Personnellement, l’approche géopolitique à laquelle je me suis initié au CRAG, m’a permis d’élargir et d’enrichir les horizons de mon expérience socio-politique, ma vision des événements passés et présents, à un moment où l’histoire mondiale s’accélère et gagne en complexité. En portant davantage mon attention sur les entrelacements entre les enjeux objectifs et les représentations que s’en font les protagonistes actifs ou passifs des luttes, j’ai mieux compris à quel point la pertinence d’une analyse ou l’efficacité d’une action sur le long terme gagnent à éviter deux écueils : soit l’idéologisation excessive et volontariste des problèmes, soit leur réduction aux seuls aspects socio-économiques. Dans les deux cas, on néglige les modalités selon lesquelles l’influence profonde ou décisive de ces derniers passe par la médiation des représentations, qui, elles, ont un effet souvent très puissant mais aussi mobile et aléatoire sur la durée.

Sur la question des évolutions de la Nation, considérée au CRAG comme un thème appelé à demeurer longtemps au cœur de l’actualité mondiale, j’ai pu vérifier la justesse de cette appréciation à travers le cas brûlant de l’Algérie. A travers l’approche géopolitique, j’ai été amené en particulier, tantôt à confirmer certaines de mes intuitions ou convictions passées d’acteur politique, tantôt à combler des lacunes et à corriger, parfois remettre en cause, ma perception de certains processus que l’activisme sur le terrain avait brouillée momentanément ou de façon plus durable.
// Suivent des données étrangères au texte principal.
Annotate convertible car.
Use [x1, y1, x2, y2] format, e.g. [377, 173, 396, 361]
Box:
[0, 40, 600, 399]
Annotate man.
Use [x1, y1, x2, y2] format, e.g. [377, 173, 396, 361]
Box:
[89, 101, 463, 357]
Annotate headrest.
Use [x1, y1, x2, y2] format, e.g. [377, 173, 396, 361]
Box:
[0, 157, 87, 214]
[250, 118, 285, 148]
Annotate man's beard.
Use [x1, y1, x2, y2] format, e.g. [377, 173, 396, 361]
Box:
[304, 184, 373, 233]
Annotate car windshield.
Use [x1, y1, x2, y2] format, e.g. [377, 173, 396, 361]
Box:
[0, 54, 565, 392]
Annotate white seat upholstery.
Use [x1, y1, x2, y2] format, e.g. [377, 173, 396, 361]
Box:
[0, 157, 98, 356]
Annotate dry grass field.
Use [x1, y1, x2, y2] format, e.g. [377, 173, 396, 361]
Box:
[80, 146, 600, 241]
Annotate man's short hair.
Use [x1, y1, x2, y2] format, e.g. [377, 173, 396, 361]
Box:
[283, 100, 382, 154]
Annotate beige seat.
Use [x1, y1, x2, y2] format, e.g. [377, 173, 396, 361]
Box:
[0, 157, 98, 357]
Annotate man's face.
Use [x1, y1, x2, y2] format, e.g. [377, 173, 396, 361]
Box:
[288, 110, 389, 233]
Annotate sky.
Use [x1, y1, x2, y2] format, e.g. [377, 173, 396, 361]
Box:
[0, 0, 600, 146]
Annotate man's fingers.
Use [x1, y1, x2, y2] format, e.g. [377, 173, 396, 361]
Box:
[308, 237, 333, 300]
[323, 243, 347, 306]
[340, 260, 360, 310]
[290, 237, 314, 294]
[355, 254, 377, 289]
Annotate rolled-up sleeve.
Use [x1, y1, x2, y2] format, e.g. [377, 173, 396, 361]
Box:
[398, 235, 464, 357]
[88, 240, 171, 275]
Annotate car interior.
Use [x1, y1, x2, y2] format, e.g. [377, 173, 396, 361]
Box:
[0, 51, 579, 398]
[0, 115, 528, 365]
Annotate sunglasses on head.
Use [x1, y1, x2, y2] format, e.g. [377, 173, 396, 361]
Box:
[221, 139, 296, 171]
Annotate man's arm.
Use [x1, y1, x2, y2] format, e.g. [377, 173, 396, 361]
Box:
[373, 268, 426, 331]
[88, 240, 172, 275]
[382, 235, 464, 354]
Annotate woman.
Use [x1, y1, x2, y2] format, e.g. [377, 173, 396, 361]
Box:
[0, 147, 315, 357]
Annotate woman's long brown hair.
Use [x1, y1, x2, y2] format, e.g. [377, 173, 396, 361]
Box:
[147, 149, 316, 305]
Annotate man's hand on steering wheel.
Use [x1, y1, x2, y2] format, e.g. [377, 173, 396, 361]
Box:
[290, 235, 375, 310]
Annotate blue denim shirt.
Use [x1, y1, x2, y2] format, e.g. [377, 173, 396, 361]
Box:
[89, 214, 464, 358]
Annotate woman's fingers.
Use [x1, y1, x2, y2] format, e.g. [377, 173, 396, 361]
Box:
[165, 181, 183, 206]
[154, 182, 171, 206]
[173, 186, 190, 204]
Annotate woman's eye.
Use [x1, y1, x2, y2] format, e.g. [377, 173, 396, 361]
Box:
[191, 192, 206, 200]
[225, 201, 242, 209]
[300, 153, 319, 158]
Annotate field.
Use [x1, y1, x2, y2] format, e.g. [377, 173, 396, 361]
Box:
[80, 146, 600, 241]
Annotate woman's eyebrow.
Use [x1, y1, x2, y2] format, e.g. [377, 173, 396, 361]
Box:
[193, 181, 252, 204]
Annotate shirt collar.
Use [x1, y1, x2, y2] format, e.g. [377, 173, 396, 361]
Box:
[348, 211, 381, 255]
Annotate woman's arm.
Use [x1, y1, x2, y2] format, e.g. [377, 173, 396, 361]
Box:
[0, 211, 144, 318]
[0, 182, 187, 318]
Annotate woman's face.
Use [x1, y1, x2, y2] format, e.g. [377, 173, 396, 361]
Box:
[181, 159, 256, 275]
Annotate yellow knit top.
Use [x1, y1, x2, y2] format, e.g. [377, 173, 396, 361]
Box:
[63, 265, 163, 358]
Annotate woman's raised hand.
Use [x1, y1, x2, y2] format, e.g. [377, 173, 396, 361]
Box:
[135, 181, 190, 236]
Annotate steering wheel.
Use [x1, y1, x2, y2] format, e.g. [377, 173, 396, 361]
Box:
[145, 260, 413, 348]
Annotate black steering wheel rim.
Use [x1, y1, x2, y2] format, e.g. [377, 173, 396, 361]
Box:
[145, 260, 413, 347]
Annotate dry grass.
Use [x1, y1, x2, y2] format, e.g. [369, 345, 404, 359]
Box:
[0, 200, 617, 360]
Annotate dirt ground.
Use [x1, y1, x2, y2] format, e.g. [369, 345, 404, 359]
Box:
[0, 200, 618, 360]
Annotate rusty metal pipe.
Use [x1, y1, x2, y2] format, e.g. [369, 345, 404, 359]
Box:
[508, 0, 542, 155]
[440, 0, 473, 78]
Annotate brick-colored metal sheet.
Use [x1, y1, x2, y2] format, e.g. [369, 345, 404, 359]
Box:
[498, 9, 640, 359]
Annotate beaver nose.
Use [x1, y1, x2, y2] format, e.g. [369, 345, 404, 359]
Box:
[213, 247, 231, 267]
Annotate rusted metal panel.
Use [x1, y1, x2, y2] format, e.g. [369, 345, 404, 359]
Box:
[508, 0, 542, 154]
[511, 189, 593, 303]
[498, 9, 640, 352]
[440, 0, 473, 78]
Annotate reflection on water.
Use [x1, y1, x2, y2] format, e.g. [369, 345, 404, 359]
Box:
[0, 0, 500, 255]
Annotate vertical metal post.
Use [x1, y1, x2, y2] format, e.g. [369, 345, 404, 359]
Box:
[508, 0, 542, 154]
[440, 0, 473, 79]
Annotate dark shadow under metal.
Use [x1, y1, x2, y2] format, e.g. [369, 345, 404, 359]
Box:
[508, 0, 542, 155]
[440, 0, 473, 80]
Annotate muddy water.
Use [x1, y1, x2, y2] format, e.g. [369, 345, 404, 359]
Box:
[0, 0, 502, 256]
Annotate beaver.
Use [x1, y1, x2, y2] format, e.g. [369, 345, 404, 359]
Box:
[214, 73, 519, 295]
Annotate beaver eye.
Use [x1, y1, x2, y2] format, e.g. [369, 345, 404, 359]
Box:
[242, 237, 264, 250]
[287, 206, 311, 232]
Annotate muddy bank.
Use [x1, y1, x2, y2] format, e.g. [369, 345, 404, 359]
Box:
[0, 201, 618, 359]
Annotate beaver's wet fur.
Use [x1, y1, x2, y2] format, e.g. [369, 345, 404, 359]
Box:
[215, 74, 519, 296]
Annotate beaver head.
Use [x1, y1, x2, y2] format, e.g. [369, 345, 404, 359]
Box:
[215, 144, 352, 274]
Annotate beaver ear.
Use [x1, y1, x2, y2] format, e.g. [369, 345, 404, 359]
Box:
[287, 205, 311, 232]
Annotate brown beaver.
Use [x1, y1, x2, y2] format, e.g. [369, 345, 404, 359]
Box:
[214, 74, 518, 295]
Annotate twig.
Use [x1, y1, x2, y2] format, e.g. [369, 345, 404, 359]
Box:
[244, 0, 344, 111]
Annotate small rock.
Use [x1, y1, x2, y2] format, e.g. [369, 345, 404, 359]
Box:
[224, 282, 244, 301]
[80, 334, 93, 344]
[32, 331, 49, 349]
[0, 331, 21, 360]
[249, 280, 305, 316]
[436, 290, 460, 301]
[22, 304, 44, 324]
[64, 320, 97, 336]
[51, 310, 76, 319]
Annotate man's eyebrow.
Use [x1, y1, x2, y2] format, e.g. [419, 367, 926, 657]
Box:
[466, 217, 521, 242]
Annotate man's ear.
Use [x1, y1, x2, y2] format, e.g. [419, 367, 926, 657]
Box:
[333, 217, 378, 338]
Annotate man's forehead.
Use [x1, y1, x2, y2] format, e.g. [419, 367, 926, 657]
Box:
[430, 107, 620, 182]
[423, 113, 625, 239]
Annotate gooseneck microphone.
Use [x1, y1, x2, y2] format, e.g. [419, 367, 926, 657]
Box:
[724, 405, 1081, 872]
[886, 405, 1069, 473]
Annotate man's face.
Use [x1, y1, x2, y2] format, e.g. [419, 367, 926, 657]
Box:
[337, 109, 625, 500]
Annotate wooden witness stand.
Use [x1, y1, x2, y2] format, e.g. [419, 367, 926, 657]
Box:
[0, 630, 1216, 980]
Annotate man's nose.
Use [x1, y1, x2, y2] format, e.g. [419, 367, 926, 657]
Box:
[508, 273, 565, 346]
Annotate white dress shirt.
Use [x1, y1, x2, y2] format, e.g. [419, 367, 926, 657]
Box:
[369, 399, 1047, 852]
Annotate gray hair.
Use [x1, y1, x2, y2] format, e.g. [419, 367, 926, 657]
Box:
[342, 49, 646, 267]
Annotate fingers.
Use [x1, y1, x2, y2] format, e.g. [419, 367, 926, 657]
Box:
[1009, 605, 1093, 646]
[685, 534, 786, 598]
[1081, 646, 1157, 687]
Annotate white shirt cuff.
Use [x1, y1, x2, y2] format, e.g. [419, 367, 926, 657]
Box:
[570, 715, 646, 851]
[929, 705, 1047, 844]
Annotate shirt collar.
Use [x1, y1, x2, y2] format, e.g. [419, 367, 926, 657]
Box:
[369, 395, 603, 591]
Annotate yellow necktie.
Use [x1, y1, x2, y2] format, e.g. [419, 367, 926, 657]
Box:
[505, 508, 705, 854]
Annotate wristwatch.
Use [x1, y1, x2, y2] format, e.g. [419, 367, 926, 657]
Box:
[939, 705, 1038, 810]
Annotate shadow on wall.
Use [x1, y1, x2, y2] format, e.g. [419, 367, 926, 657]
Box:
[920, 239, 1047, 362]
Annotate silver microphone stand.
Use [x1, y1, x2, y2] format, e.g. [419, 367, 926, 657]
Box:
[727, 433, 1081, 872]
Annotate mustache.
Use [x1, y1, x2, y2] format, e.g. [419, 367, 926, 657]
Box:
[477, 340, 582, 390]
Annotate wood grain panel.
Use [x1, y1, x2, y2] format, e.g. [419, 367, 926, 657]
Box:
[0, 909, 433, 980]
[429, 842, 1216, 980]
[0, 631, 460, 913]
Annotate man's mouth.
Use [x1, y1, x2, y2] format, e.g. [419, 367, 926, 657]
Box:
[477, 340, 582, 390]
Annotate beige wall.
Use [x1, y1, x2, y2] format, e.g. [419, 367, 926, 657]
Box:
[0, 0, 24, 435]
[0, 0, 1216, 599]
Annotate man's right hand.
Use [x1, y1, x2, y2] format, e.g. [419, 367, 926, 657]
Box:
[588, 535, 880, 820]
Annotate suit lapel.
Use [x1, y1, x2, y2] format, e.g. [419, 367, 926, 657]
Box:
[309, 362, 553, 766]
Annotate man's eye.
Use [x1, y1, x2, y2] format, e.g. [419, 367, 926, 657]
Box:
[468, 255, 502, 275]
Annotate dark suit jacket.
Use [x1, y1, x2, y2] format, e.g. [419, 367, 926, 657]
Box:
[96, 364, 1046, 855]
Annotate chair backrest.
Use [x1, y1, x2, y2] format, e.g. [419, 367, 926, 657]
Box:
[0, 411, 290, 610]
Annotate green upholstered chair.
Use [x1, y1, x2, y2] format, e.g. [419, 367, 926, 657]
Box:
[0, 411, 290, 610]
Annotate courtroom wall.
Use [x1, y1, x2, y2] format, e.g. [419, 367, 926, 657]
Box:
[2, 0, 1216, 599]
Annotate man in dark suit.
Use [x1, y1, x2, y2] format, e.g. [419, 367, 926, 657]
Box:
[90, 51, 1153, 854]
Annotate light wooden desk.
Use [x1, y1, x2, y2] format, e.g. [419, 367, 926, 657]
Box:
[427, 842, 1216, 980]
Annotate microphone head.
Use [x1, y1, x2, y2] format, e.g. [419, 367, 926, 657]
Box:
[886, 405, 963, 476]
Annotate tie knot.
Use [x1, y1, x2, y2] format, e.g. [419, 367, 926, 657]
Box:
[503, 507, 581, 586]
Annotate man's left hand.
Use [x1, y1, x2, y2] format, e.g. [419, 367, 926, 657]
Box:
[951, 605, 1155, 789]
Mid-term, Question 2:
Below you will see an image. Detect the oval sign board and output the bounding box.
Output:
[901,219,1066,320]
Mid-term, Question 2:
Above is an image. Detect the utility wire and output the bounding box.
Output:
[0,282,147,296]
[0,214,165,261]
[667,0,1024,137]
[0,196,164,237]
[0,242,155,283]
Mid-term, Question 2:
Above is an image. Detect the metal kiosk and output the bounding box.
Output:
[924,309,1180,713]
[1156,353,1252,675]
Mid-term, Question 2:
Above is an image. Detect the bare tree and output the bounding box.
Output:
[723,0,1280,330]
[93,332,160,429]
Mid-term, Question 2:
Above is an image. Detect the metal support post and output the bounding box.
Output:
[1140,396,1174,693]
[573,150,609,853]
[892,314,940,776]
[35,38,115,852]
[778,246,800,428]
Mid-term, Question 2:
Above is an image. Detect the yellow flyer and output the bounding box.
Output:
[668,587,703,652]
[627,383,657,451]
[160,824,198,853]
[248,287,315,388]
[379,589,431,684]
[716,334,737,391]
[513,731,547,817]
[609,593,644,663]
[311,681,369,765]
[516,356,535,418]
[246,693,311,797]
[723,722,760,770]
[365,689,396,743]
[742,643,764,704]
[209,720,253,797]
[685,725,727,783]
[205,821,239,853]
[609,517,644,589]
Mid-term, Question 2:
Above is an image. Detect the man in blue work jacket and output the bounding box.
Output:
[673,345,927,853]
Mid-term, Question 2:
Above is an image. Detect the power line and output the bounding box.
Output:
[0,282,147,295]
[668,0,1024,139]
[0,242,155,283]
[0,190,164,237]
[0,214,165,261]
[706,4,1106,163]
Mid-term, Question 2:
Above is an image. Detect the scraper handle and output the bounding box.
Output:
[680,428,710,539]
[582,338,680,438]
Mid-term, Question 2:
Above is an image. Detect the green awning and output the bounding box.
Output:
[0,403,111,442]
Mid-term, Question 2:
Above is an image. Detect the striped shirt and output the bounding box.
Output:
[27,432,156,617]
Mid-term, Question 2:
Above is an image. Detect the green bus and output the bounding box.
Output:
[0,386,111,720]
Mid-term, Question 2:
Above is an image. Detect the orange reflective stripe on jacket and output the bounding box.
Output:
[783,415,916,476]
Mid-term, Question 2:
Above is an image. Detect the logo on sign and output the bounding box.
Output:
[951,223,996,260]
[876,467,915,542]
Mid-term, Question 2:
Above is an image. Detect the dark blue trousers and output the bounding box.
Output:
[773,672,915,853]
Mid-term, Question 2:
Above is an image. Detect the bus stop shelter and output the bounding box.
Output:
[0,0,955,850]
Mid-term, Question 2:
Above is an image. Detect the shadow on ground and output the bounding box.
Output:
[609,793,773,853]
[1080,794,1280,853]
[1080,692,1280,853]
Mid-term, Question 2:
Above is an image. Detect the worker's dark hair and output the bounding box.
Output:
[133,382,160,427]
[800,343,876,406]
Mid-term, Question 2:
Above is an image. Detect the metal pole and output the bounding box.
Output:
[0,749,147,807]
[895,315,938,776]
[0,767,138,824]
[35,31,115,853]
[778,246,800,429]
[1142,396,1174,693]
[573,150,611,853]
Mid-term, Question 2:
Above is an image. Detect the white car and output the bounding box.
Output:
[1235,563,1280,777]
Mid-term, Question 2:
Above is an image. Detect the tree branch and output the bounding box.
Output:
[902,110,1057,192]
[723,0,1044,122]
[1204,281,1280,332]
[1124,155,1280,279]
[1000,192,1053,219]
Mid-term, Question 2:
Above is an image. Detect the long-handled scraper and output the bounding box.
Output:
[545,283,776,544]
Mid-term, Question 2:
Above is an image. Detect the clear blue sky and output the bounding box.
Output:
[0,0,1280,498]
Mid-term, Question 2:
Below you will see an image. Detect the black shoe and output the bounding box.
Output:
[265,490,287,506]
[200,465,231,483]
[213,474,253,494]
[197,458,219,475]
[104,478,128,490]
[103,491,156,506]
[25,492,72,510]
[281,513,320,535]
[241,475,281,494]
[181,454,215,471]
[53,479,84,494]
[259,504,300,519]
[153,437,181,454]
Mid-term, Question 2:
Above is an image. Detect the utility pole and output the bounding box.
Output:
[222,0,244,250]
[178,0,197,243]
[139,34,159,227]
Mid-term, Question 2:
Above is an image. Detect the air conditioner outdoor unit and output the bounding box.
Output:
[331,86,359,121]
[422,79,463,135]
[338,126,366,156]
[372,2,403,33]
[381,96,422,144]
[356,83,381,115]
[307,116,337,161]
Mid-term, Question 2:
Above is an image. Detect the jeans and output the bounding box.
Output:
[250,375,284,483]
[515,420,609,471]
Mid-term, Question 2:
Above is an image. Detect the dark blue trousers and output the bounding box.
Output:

Cette approche m’a davantage appris à me défier des déterminismes rigides et normatifs, à mieux prendre en compte les situations apparemment insolites, paradoxales, imprévues ou irrationnelles, pour en découvrir la signification cachée qui constitue en fait la clef d’une analyse judicieuse ou des solutions porteuses.

Je crois aussi avoir retenu de l’enseignement géopolitique l’importance du débat et de l’évaluation des phénomènes à partir de plusieurs niveaux et postes d’observation. Savoir en gestation et progression, la géopolitique n’est pas une panacée, ne prétend pas, de par son objet, à la précision d’une science exacte, ou avoir réponse à tout ou fournir une vision unique d’un même phénomène. En géopolitique, tout comme en art médical, politique ou militaire, s’efforcer de conjuguer le savoir et le savoir faire est irremplaçable.

Cher Yves,
en cette matière, en plus de ton savoir (j’allais dire encyclopédique, je préfère dire sans frontières), avec tes audaces, ta franchise et ton style offensif et un brin provocateur, tu nous as incités aussi au CRAG à l’effort de réflexion critique et vigilant sur nous-mêmes. C’est pourquoi je te sais gré de ton enseignement, de ton exemple, et me réjouis des distinctions qui les ont honorés.